By default, the node port numbers are generated / assigned by the Kubernetes controllers. That means that every time you delete your Kafka cluster and deploy a new one, a new set of node ports will be assigned to the Kubernetes services created by Strimzi. So after every redeployment you have to reconfigure all your applications using the node ports with the new node port of the bootstrap service.

Strimzi allows you to customize the node ports in the Kafka custom resource:

# ...
listeners:
  external:
    type: nodeport
    tls: true
    authentication:
      type: tls
    overrides:
      bootstrap:
        nodePort: 32100
      brokers:
      - broker: 0
        nodePort: 32000
      - broker: 1
        nodePort: 32001
      - broker: 2
        nodePort: 32002
# ...

The example above requests node port 32100 for the bootstrap service and ports 32000, 32001 and 32002 for the per-broker services. This allows you to re-deploy your cluster without changing the node ports numbers in all your applications.

However, Strimzi doesn’t do any validation of the requested port numbers. So you have to make sure that they are:

  • within the range assigned for node ports in the configuration of your Kubernetes cluster
  • not used by any other service.

You do not have to configure all the node ports. You can decide to configure only some of them - for example only the one for the external bootstrap service.

Configuring advertised hosts and ports

Strimzi also allows you to customize the advertised hostname and port which will be used in the configuration of the Kafka pods:

# ...
listeners:
  external:
    type: nodeport
    authentication:
      type: tls
    overrides:
      brokers:
      - broker: 0
        advertisedHost: example.hostname.0
        advertisedPort: 12340
      - broker: 1
        advertisedHost: example.hostname.1
        advertisedPort: 12341
      - broker: 2
        advertisedHost: example.hostname.2
        advertisedPort: 12342
# ...

The advertisedHost field can contain either DNS name or an IP address. You can of course also decide to customize just one of these.

Changing the advertised port will only change the advertised port in the Kafka broker configuration. It will have no impact on the node port which is assigned by Kubernetes. To configure the node port numbers used by the Kubernetes services, use the nodePort option described above.

Overriding the advertised hosts is something we already used in the troubleshooting section above when the node address provided by the Kubernetes API was not the correct one. But it can be useful also in other situations.
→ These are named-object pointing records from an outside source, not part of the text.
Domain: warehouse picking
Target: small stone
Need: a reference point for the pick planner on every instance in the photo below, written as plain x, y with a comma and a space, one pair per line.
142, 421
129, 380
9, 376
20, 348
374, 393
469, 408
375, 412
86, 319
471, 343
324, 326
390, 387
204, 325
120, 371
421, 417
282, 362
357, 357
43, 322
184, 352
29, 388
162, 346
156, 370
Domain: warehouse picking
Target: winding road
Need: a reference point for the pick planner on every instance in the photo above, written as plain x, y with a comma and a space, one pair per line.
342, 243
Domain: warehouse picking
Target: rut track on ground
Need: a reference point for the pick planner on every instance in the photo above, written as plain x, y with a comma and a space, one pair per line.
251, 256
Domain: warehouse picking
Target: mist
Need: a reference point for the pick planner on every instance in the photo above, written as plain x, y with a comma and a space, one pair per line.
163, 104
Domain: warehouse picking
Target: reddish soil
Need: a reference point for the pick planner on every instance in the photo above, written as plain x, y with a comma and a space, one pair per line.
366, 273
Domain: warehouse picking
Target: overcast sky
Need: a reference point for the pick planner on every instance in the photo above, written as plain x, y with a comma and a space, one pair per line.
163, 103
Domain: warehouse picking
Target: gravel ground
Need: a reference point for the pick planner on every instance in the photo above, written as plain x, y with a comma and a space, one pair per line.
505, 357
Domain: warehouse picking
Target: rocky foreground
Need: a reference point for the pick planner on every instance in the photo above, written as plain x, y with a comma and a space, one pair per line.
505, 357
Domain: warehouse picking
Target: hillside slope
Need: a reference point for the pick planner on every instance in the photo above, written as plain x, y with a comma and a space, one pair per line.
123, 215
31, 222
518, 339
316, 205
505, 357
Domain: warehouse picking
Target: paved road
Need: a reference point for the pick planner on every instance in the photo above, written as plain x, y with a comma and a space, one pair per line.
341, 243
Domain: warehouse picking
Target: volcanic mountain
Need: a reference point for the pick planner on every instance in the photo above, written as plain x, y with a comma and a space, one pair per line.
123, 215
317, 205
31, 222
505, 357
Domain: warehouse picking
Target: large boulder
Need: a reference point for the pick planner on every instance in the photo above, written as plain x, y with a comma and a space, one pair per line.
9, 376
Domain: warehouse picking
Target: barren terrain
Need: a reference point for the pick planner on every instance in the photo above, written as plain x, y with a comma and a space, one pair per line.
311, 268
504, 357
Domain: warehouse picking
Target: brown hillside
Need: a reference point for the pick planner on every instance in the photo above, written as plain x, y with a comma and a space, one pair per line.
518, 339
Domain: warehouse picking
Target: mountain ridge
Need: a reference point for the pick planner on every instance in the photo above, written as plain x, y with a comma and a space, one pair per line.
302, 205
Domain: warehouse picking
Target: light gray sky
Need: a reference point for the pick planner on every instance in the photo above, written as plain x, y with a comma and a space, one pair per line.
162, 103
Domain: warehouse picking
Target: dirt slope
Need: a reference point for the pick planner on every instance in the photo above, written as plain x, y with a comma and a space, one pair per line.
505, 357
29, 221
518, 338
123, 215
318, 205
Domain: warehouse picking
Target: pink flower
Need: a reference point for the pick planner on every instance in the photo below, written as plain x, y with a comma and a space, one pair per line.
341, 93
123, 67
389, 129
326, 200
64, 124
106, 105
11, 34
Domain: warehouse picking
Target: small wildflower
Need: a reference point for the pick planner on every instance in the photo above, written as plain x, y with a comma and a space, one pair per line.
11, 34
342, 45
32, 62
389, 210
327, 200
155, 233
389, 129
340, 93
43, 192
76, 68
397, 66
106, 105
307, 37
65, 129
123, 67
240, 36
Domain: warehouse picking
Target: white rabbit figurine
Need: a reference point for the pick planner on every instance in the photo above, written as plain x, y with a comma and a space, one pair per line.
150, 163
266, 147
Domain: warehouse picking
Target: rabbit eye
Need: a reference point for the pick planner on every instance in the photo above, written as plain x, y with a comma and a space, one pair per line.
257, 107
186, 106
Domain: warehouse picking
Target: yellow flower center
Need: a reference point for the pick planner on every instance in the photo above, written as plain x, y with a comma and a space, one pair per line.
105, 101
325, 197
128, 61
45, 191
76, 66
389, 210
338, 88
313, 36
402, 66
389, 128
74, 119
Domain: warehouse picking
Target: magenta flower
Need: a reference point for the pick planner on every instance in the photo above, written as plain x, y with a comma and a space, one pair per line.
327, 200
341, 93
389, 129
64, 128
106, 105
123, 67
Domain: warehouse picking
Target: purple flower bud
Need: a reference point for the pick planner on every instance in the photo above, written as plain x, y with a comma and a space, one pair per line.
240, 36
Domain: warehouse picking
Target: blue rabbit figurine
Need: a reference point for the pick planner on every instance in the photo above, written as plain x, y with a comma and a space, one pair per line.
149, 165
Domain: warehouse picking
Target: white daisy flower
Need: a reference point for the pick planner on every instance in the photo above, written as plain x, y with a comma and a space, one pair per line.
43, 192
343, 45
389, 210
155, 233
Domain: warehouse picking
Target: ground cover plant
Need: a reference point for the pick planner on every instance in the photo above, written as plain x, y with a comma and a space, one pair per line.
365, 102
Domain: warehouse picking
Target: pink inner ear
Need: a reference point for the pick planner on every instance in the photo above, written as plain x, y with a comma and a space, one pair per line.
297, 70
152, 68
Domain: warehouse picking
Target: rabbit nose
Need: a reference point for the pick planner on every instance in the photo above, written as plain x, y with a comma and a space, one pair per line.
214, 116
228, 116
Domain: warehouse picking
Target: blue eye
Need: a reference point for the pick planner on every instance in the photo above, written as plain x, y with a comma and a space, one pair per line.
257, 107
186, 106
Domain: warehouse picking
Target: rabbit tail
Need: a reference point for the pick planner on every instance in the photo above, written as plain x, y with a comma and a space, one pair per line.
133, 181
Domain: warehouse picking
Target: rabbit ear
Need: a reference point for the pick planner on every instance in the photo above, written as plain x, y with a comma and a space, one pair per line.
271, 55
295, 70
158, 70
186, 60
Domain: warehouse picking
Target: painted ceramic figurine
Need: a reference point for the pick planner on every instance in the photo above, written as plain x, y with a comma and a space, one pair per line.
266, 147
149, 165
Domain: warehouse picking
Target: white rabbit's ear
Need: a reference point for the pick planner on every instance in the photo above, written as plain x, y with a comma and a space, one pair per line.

For example when your network does some network address translation:

Using host overrides with network address translation

Another example might be when you don’t want the clients to connect directly to the nodes where the Kafka pods are running. You can have only selected Kubernetes nodes exposed to the clients and use the advertisedHost option to configure the Kafka brokers to use these nodes.

Using overrides to route traffic over infra-nodes

Pros and cons

Exposing your Kafka cluster to the outside using node ports can give you a lot of flexibility. It is also able to deliver very good performance. Compared to other solutions such as load-balancers, routes or ingress there is no middleman to be a bottleneck or add latency. Your client connections will go to your Kafka broker in the most direct way possible.

But there is also a price you have to pay for this. Node ports are a very low level solution. Often you will run into problems with the detection of the advertised addresses as described in the sections above. Another problem might be that node ports expect you to expose your Kubernetes nodes to the clients. And that is often seen as security risk by the administrators.